Simple QuaRot proof of concept. #407

Open sgsdxzy opened 2 months ago

sgsdxzy commented 2 months ago

How to enable QuaRot for weight quantization:

  1. install AutoQuarot pip install git+https://github.com/sgsdxzy/AutoQuarot.git
  2. convert the fp16 model to quarot weights
    
    import transformers
    import auto_quarot

model = transformers.AutoModelForCausalLM.from_pretrained(model_path, torch_dtype=torch.float16) qrmodel = auto_quarot.AutoQuarotForForCausalLM.from_transformers(model) qrmodel.fuse_layer_norms() qrmodel.rotate_model("hadamard", device=0) qrmodel.model.save_pretrained(rotated_model_path)


3. use exllamav2 to quantize/run the rotated model, it will be recognized automatically.
Ph0rk0z commented 2 months ago

Are the quants limited to 4bit only? Do they get smaller compared to quantizing the regular model?

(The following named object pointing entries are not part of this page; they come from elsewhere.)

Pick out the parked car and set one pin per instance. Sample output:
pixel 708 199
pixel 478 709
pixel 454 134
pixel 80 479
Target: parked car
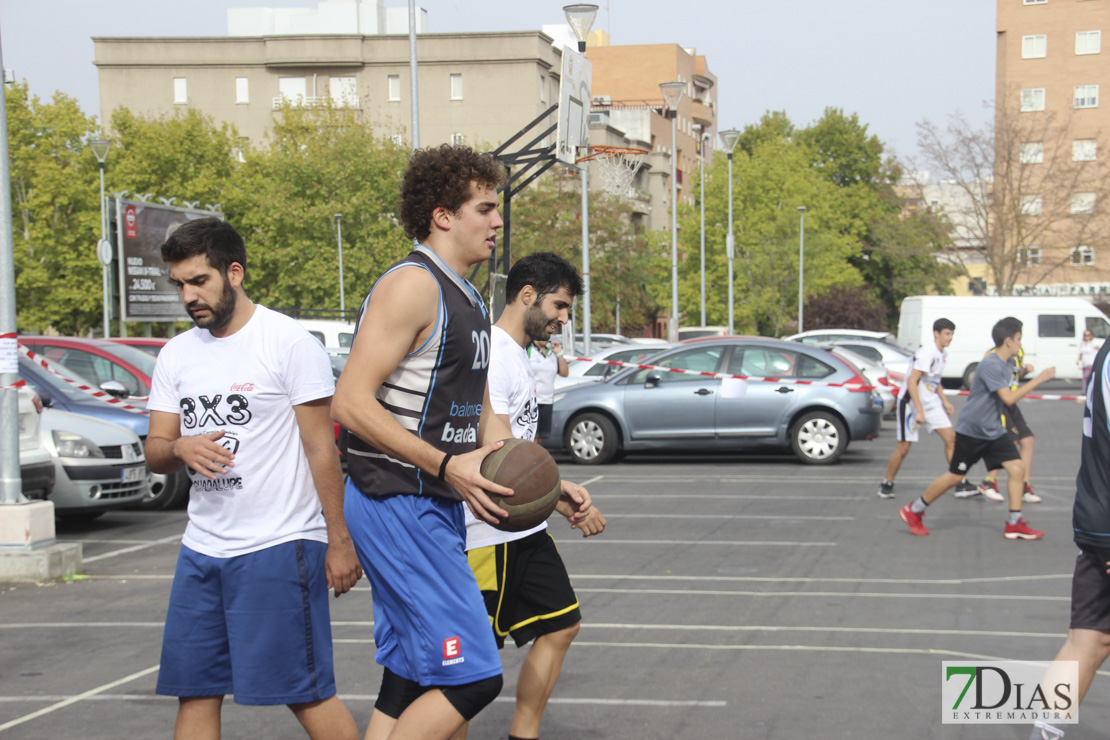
pixel 641 409
pixel 581 371
pixel 98 465
pixel 165 490
pixel 824 335
pixel 36 466
pixel 113 367
pixel 151 345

I know the paper said they lose some PPL. This might be helpful for all the huge models released now if so.

sgsdxzy commented 2 months ago

No you can use any quant (AutoGPTQ, AutoAWQ, exl2) with any bpw for weights, after the rotation the models weights still keep their original shape but should be smoother with less outliers. The problem is that the ppl doesn't seem to improve for exl2 quants. It does improve a bit for AutoGPTQ.

sgsdxzy commented 2 months ago

QuaRot of weights does not consistently improve ppl for exl2 quants. QuaRot of kv cache improves ppl for fp8/q4 kv cache.

turboderp commented 2 months ago

Funnily enough I was just working on that. Fused it into the realtime quantization kernels though.